MSGFPlus / msgfplus

MS-GF+ (aka MSGF+ or MSGFPlus) performs peptide identification by scoring MS/MS spectra against peptides derived from a protein sequence database.
Other
76 stars 36 forks source link

Combining identification results of fractions #130

Closed rkimoakbioinformatics closed 2 years ago

rkimoakbioinformatics commented 3 years ago

Describe the question or problem

Each dataset of a CPTAC study has multiple mzML files for multiple "fractions". MS-GF+ runs with each of those mzML files. How should I combine MS-GF+ results to get the peptide identification result for the whole dataset?

Details

For example, https://cptac-data-portal.georgetown.edu/study-summary/S038 01CPTAC_OVprospective_Proteome_JHU_20161209 dataset has 24 mzML files from 24 fractions. 24 MS-GF+ runs with each of the 24 mzML files produce 24 MS-GF+ result files. I don't know how to go from here to make a peptide identification result file at a dataset level.

Useful extras

Thanks for all the help you have been giving.
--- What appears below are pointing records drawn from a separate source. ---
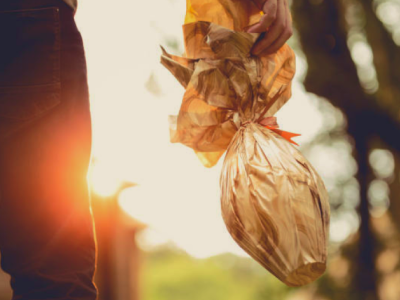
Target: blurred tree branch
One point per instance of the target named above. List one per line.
(332, 74)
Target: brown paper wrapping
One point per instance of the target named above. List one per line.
(274, 204)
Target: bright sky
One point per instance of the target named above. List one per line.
(177, 196)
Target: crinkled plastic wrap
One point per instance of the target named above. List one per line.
(274, 203)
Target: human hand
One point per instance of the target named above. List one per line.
(275, 26)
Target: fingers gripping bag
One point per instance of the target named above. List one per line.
(274, 204)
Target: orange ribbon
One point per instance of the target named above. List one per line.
(270, 123)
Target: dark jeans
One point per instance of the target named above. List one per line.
(46, 229)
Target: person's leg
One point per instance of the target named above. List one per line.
(46, 230)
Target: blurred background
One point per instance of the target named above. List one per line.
(157, 211)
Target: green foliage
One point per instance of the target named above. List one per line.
(170, 274)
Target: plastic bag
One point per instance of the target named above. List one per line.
(274, 204)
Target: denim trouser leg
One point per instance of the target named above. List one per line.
(46, 230)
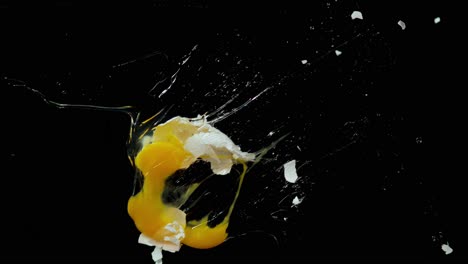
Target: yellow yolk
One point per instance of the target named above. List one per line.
(157, 161)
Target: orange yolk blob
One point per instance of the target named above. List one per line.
(176, 145)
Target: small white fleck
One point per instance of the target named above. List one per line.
(447, 249)
(402, 24)
(418, 140)
(290, 173)
(297, 201)
(356, 14)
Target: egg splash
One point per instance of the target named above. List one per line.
(166, 152)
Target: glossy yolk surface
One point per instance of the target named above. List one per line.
(157, 161)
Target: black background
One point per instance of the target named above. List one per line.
(378, 127)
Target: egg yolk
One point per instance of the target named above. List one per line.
(157, 161)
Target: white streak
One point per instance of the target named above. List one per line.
(297, 201)
(290, 173)
(356, 14)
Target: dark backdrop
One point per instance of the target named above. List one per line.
(375, 131)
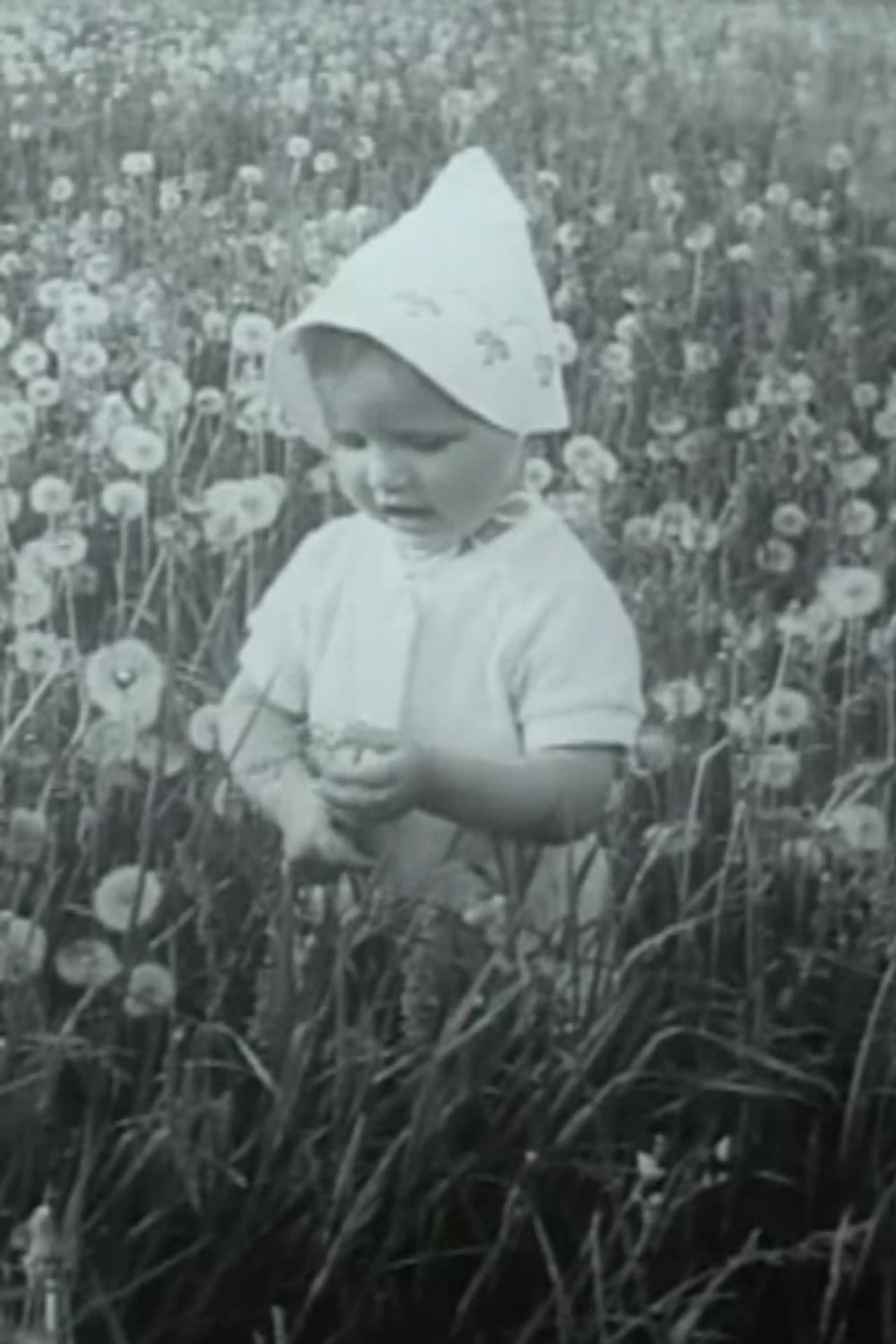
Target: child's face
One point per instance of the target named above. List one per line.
(399, 444)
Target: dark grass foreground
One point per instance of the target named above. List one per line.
(707, 1154)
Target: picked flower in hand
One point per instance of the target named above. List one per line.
(373, 775)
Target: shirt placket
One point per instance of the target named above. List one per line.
(385, 695)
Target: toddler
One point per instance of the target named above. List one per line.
(453, 631)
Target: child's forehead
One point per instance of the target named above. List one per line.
(377, 389)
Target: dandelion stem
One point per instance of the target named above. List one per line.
(27, 710)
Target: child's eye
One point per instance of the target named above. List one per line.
(425, 444)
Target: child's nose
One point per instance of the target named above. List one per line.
(387, 467)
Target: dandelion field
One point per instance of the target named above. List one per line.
(233, 1111)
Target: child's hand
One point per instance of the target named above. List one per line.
(311, 838)
(373, 776)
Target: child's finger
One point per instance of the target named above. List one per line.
(371, 773)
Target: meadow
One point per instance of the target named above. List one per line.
(238, 1109)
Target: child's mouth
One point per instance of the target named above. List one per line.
(405, 514)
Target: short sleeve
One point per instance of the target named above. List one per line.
(274, 655)
(578, 671)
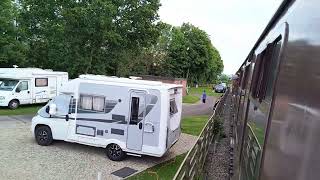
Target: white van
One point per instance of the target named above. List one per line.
(125, 116)
(29, 85)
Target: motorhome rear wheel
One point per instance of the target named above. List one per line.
(43, 135)
(115, 153)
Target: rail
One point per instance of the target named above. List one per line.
(192, 164)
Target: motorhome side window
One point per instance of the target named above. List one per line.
(134, 118)
(41, 82)
(173, 107)
(23, 86)
(92, 103)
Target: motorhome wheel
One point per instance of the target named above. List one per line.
(115, 153)
(43, 135)
(13, 104)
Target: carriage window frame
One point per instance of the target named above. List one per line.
(262, 70)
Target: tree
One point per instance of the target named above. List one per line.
(191, 55)
(12, 51)
(86, 36)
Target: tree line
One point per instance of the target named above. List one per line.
(111, 37)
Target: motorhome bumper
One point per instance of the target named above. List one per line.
(3, 102)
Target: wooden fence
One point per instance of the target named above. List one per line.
(192, 165)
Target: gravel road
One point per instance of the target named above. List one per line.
(22, 158)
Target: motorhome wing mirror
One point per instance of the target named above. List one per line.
(52, 109)
(18, 89)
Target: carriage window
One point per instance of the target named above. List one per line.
(134, 110)
(265, 71)
(173, 107)
(41, 82)
(92, 103)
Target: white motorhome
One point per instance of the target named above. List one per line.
(29, 85)
(125, 116)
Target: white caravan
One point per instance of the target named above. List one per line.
(29, 85)
(125, 116)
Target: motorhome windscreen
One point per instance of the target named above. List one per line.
(173, 107)
(8, 84)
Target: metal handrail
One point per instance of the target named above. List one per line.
(192, 164)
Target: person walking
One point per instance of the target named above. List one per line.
(204, 96)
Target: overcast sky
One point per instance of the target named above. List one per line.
(233, 25)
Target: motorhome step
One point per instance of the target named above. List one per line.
(132, 154)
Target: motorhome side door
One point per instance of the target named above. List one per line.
(22, 92)
(137, 108)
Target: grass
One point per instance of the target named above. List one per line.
(193, 124)
(165, 170)
(22, 110)
(199, 90)
(259, 133)
(190, 99)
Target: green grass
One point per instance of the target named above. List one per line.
(22, 110)
(190, 99)
(199, 90)
(165, 170)
(193, 124)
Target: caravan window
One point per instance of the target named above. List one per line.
(173, 107)
(41, 82)
(134, 110)
(92, 103)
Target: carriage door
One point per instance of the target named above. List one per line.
(136, 120)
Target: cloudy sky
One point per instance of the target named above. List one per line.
(233, 25)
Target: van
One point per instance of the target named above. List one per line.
(124, 116)
(29, 86)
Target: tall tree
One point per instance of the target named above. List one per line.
(12, 51)
(88, 36)
(191, 55)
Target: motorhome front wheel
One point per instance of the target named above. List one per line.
(115, 153)
(43, 135)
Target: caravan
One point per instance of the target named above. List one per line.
(29, 85)
(125, 116)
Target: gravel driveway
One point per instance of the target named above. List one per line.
(22, 158)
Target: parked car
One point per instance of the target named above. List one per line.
(219, 88)
(29, 85)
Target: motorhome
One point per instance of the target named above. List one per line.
(125, 116)
(29, 85)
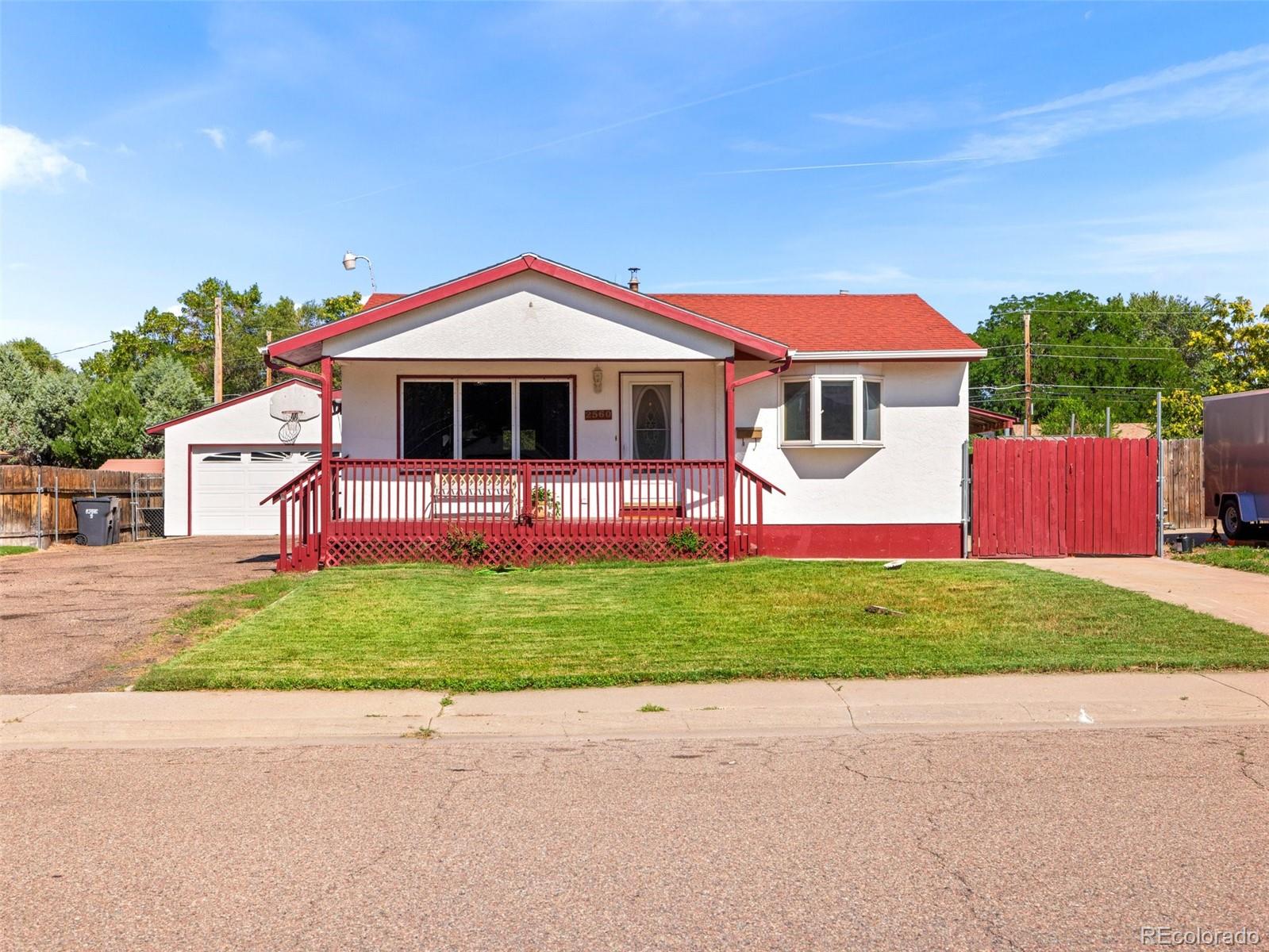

alchemistmatt commented 3 years ago

Note: the MS-GF+ results are in .mzid files. In contrast, the .mzML files are XML forms of the original mass spectra.

I can think of two options for combining the MS-GF+ results:

Option 1: Combine the .mzid files using the MzIdMerger. Download from the Releases Page

Option 2: Convert each .mzid file to a .tsv file, optionally filtering while you convert each one.

Use Fill Down to easily populate a series of rows with that formula.

If you go with Option 1, you could still use the MzidToTsvConverter to convert to tab-delimited text.

rkimoakbioinformatics commented 2 years ago

@alchemistmatt Thanks! Regarding another question I posted, I figured out.